Cattle grazing on the farm of Kate Wyeth, a sheep and beef farmer, near Wellington.
Cattle grazing on the farm of Kate Wyeth, a sheep and beef farmer, near Wellington. Copyright RYLAND JAMES/AFP or licensors
Copyright RYLAND JAMES/AFP or licensors
By Doloresz Katanich with AFP
Share this articleComments
Share this articleClose Button

New Zealand has a plan to tax farmers for their livestock's burps and flatulence -- and it's causing a stink ahead of Saturday's general elections.

ADVERTISEMENT

The New Zealand economy is driven by agriculture with around 10 million cattle and 25 million sheep - that's seven times more livestock than people in the country.

Like many in the world, the government in Wellington to tackle climate change and just under half of New Zealand's emissions come from agriculture.

As cattle are the main culprits, with their belches and farts containing methane, the plan is to put a price on agricultural emissions -- in effect taxing burps and farts from livestock.

Farmers would be taxed according to the size of their land, the amount of livestock they own, their overall production and their use of nitrogen fertiliser.

Many farmers fear, however, that the pricing will hurt profits and threaten livelihoods. 

How much could the 'burp tax' be?

The Irish Examiner cited a calculation prepared by US Department of Agriculture experts, using a modelling approach of NGO Beef + Lamb New Zealand Ltd.

It shows that the 'burp' tax would cost a typical big dairy farm in the country more than €11,000 per year, with methane priced at €0.067 per kg. The calculation includes plenty of incentive discounts on emission reduction actions and technologies, but without those the levy could be as much as €52,000 in a year. 

Could the burp tax heavily influence the elections?

And this topic may well be an important one to consider in the general elections on Saturday for some 85,000 voters employed in agriculture.

"I think it will impact on how agricultural rural communities vote this election," Kate Wyeth, a sheep and beef farmer near the capital Wellington on the North Island, told AFP.
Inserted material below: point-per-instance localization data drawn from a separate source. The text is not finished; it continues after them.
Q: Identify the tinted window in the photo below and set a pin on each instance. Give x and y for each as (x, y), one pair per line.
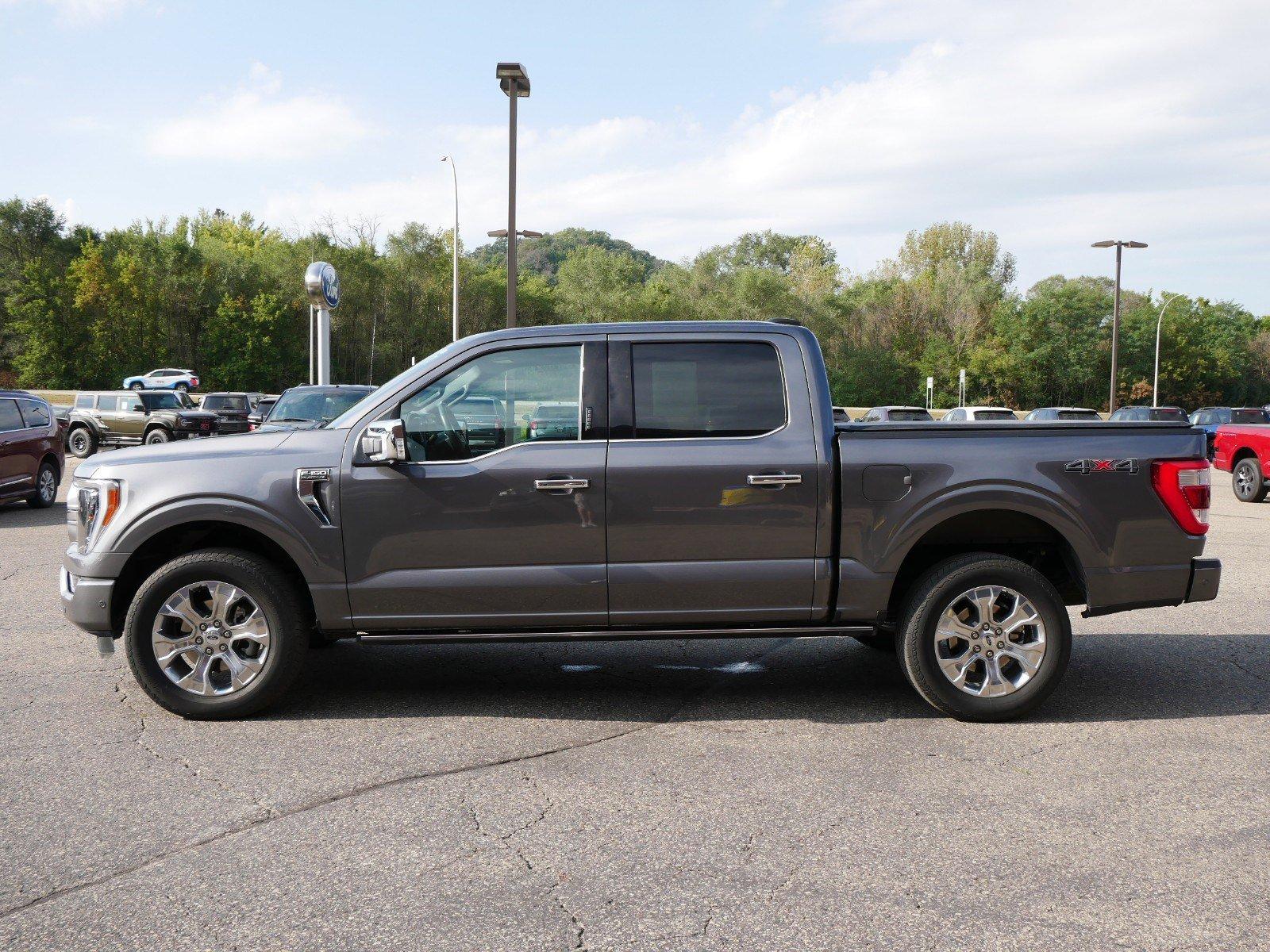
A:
(706, 390)
(10, 416)
(495, 401)
(33, 414)
(226, 403)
"Particularly whichever party - or group of parties - is looking at giving the agricultural industry time to adapt new technologies that aren't even available to us yet," she added.

The proposed plan still needs the approval of the parliament before the tax system can take effect in 2025 at the earliest. However, opposition centre-right party National has said it will push it back further to 2030 if elected.

Wyeth said that technologies need to be developed -- for example, feeds given to livestock that reduce methane emissions -- to stop farmers feeling that their only choice is to reduce livestock numbers.

Could lowering emissions be financially beneficial?

"We are one of the world's leading agricultural countries and agricultural emissions make up half of the total pollution that we put into the atmosphere every year," James Shaw, the country's Minister for Climate Change, told AFP.

Lowering emissions could benefit New Zealand's farmers by attracting foreign buyers willing to pay more for sustainable agricultural products, Shaw said.

"There is a sweet spot with lower emissions and lower pollution and higher profits for farms," he added.

The Washington Post cited a government modeling that suggests that sheep and beef revenue would drop by around 20% by 2030 — driving many farms out of business.